What on earth made you think they would know anything about the job?

To remove the second guy (looks like the older, former 'boss' will reduce the browsing pressure by 50%, to remove the first shown will certainly result in increased damage by the next wannabe boss.

Philip and NickJ both have the solutions, in particular Philip's suggestion of offering diverse diversionary browse; lupins, roses, and a good number of other tasty species (ask a suffering gardener what gets eaten, NOT a govt beauraucracy), and refresh your 'preferred species' list in "Trees and Deer" by Richard Prior.

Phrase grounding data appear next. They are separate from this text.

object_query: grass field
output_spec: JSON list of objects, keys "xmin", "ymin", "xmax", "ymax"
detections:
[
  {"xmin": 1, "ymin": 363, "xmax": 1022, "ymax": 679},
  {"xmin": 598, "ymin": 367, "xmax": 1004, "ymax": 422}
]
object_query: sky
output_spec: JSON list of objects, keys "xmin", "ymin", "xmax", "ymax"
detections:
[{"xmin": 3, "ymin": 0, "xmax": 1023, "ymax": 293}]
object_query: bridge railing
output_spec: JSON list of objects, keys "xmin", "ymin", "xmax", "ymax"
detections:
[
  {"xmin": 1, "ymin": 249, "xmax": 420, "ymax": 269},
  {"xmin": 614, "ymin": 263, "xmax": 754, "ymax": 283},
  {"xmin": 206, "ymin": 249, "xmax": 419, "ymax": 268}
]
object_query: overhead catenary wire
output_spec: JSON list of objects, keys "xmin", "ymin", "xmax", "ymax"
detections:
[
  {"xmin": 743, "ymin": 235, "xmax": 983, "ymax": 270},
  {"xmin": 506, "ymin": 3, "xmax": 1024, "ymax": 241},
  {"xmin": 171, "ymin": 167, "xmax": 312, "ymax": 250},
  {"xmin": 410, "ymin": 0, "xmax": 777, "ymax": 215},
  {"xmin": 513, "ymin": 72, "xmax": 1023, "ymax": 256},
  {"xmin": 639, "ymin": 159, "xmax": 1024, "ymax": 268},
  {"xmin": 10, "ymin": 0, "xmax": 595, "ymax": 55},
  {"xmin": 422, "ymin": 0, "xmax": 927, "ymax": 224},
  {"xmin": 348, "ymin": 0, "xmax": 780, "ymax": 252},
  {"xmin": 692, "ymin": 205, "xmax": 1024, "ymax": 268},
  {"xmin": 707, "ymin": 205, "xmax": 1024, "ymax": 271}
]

Like NickJ I've used willow whips for many years to good effect (tip - cut rod lengths and plant/set them in the ground upside down, the "rising" sap will help develop new roots quicker, and the leaves will soon learn up from down as they emerge, but you may have to tube/protect some to allow them to establish well enough before the deer get busy on them. A recently felled mature tree of suitable preference should be robbed of any upper branch or limb manageable and can be left where you can overlook it, curiosity often killed more than the cat! These tips will contain trace elements not so readily available to shorter rooted plants. After they have nibbled, the chances are that he will include it in his t. marking rounds.

In all, a case of careful and thoughtful selection for removal ( i.e. the polar opposite of FC policy) coupled with diversionary provision of alternative interest, again the polar opposite of your erstwhile 'fount of knowledge'.

Take a hard line on the does, though, no mercy.